Álvaro Pombo ha escrito desde una distancia corta y trémula (El héroe de las mansardas de Mansard), o en clave de la melancolía risueña (Aparición del eterno femenino...), o afectando una impasibilidad conmovida (Los delitos insignificantes). Ahora prefiere hacerlo a partir de su reconocible talante personal, como Autor absoluto, consciente de que todo relato es una construcción adrede, quizá una parábola que atesora una reflexión. Desdeña el relato testimonial y húmedo y no debe ser casual que, a otro propósito, Fernando diga a su padre que "os conformáis todos con historias. Historias, biografías, autobiografías, dietarios, memorias públicas y privadas". También el lector de hoy -debe de pensar Pombo- está sometido a una dieta de papilla emocional deleznable, que le hace añorar el gran relato. ¿Gran relato?... En éste, por lo menos, al autor asume la artificiosidad de narrar y no oculta sus paradigmas visibles.
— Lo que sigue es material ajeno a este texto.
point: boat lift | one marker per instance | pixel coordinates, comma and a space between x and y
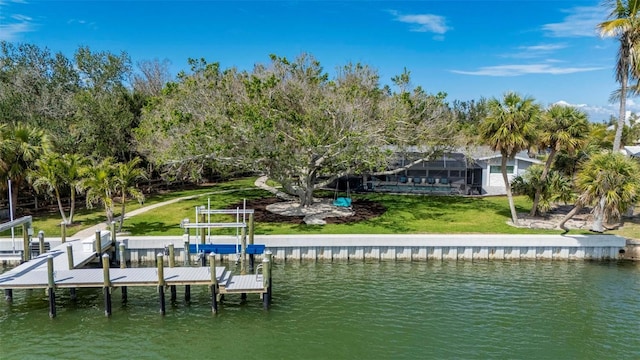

El arranque de la historia -tras la muerte de Matilda- tiene "una coloratura benaventiana". La historia que conduce a Angélica y Juan a hacerse amantes "fue como el argumento lineal de una película francesa". La conversación de Juan con Antonio Vega tiene, otra vez, "tono benaventiano", pero de drama rural, "una cosa bronca, costumbrista y refinada al mismo tiempo".

¿Se puede escribir una nove

la donde todos se saben actuando (como sucede en la escena de amor entre Juan y su nuera, pura fisiología bufa)? ¿Se puede estar tan irritado como, muy a menudo, lo está el autor ante sus propios personajes? Supongo que todo es posible si se piensa que "la inteligencia es fría" y que "los buenos en cambio son acogedores, cálidos, calientes", como recuerda Juan. Y más todavía, si al fondo de todo, "el ser es lo más fiable y al mismo tiempo el abismo". Nadie merece un adarme de compasión del lector (y del autor): ni Matilda, que lo organizó todo porque así le divertía; ni Juan, rencoroso al final y egoísta siempre; ni Angélica, casi abducida por su suegra; ni Fernando, el aguafiestas homosexual; ni Antonio y Emilia, incapaces de sobrevivir a la suspensión de su funcionalidad. Esta novela es una perturbadora incursión en el significado de la muerte y quizá de la fortuna (la dilogía titular es clara: fortuna vale por enriquecimiento pero también por suerte o por azar). Y se acaba cruelmente en un sepelio (otra vez más...) y en una patética llamada telefónica mediante un móvil.

Dos páginas después, el lector se encontrará la lista de los premios Planeta: casi una sesentena de títulos donde se alternan los banales y los importantes, los escritores de verdad y los chisgarabís de toda laya. Por espacio de otros tantos años, estas novelas han sido compradas casi siempre por los dóciles creyentes en la cultura y por quienes han querido hacer un regalo de calidad... y de no muy elevado precio. Convendrá, de todos modos, advertir al lector del último Premio Planeta que, si adquiere La fortuna de Matilda Turpin, lleva a casa un explosivo de casi quinientas páginas. No es, sin duda, la mejor novela de su autor (le falta una última mano), pero es "un Pombo" de cuerpo entero: esto es, una provocación a nuestra inteligencia y una vía de agua en nuestra capacidad de autoengaño.